- D3.544 - Allergic biomarkers and clinical outcomes in lung cancer patients treated with immune checkpoint inhibitors: a pilot study

Type 2 inflammation biomarkers may influence response and immune-related adverse events (irAEs) to immune checkpoint inhibitors (ICI), but their role in lung cancer remains poorly characterized

Retrospective pilot study including 13 patients with advanced lung cancer receiving ICI-based therapy (pembrolizumab-chemotherapy, n=7; durvalumab-consolidation, n=3; pembrolizumab-monotherapy, n=3). Baseline assessments included total IgE, serum tryptase, aeroallergen skin prick tests, FeNO, peripheral eosinophils, LDH, neutrophil-to-lymphocyte ratio (NLR), Charlson index, PD-L1 expression, and molecular profiling (KRAS, TP53). Clinical outcomes included objective response rate (ORR), progression-free survival (PFS), and irAEs. Spearman correlations assessed biomarker associations.

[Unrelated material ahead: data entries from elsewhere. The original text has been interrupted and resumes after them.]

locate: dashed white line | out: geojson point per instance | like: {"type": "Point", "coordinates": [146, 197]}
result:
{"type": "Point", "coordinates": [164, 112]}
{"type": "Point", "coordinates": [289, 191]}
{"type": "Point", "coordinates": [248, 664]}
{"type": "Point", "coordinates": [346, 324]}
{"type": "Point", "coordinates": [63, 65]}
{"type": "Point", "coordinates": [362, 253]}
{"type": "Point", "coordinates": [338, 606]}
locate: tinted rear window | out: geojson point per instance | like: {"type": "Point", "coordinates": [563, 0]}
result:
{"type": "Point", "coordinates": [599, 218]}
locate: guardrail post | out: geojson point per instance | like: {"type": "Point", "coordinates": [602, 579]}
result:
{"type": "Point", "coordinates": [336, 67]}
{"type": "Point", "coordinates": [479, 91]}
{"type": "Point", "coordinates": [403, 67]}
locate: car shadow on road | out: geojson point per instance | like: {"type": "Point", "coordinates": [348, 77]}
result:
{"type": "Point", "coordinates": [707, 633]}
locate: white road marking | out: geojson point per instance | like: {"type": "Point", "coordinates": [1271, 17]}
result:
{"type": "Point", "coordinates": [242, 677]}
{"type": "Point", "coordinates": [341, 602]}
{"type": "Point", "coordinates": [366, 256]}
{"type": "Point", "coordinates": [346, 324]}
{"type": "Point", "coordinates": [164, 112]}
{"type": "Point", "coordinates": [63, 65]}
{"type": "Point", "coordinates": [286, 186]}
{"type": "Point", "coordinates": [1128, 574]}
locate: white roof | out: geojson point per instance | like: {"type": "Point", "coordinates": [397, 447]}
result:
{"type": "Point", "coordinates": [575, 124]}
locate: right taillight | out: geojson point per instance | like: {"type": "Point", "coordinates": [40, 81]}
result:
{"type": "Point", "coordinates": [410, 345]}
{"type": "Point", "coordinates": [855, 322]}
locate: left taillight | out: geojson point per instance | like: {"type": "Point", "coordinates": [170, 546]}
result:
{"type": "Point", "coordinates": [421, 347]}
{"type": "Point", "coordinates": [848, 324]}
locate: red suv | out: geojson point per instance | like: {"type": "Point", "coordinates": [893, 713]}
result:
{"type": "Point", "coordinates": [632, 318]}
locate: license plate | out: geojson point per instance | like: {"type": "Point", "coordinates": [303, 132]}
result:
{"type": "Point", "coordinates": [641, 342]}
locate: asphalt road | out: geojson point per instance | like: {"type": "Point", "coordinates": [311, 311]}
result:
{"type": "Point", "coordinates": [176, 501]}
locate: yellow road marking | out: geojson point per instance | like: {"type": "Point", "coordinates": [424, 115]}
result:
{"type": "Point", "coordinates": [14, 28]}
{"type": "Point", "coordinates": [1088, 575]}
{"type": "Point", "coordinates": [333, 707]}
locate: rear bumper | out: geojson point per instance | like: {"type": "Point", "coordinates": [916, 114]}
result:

Median age 65 years (range 50-78); 85% male; ECOG 0-1: 77%; median Charlson: 3. Histology: adenocarcinoma 62%, small-cell 15%, others 23%. KRAS mutations: 50% (6/12 tested); TP53: 46% (6/13); concurrent: 8% (1/13). PD-L1 ≥50%: 33%; 1-49%: 17%; <1%: 50%. LIPI: good 46%, intermediate 38%, poor 15%. Median baseline IgE: 33.8 IU/mL (range 5.49->5000); tryptase: 4.96 µg/L; FeNO: 23 ppb; eosinophils: 190 cells/µL; NLR: 2.94; LDH: 237 U/L. Aeroallergen sensitization: 31% (4/13). One patient had extremely elevated IgE (>5000 IU/mL) with an occupational asthma history. IgE correlated positively with Charlson (ρ=0.62, p=0.024) and negatively with NLR (ρ=-0.57, p=0.044). No associations were observed between allergic biomarkers and KRAS/TP53 status, LIPI, or PD-L1 expression. Clinical outcomes: ORR 83% (10/12 evaluable); 2 complete responses, 8 partial responses. Median PFS: 17.3 months (95%CI not reached due to sample size). Grade ≥2 irAEs occurred in 38% (5/13): pneumonitis (n=1), polyneuropathy (n=1), cytopenias (n=3). No significant associations were identified between baseline allergic biomarkers and tumor response (p>0.05) or irAE incidence, though limited sample size precluded definitive conclusions.

In this exploratory pilot study, elevated IgE was associated with greater comorbidity and, paradoxically, lower systemic inflammation (NLR), suggesting potential interactions between the allergic phenotype and host factors. Despite high ORR and encouraging PFS, no relationship was observed between type 2 biomarkers and treatment outcomes. These preliminary findings warrant validation in larger cohorts to determine whether integrating allergic, genetic, and inflammatory biomarkers can improve predictive models for ICI efficacy and safety.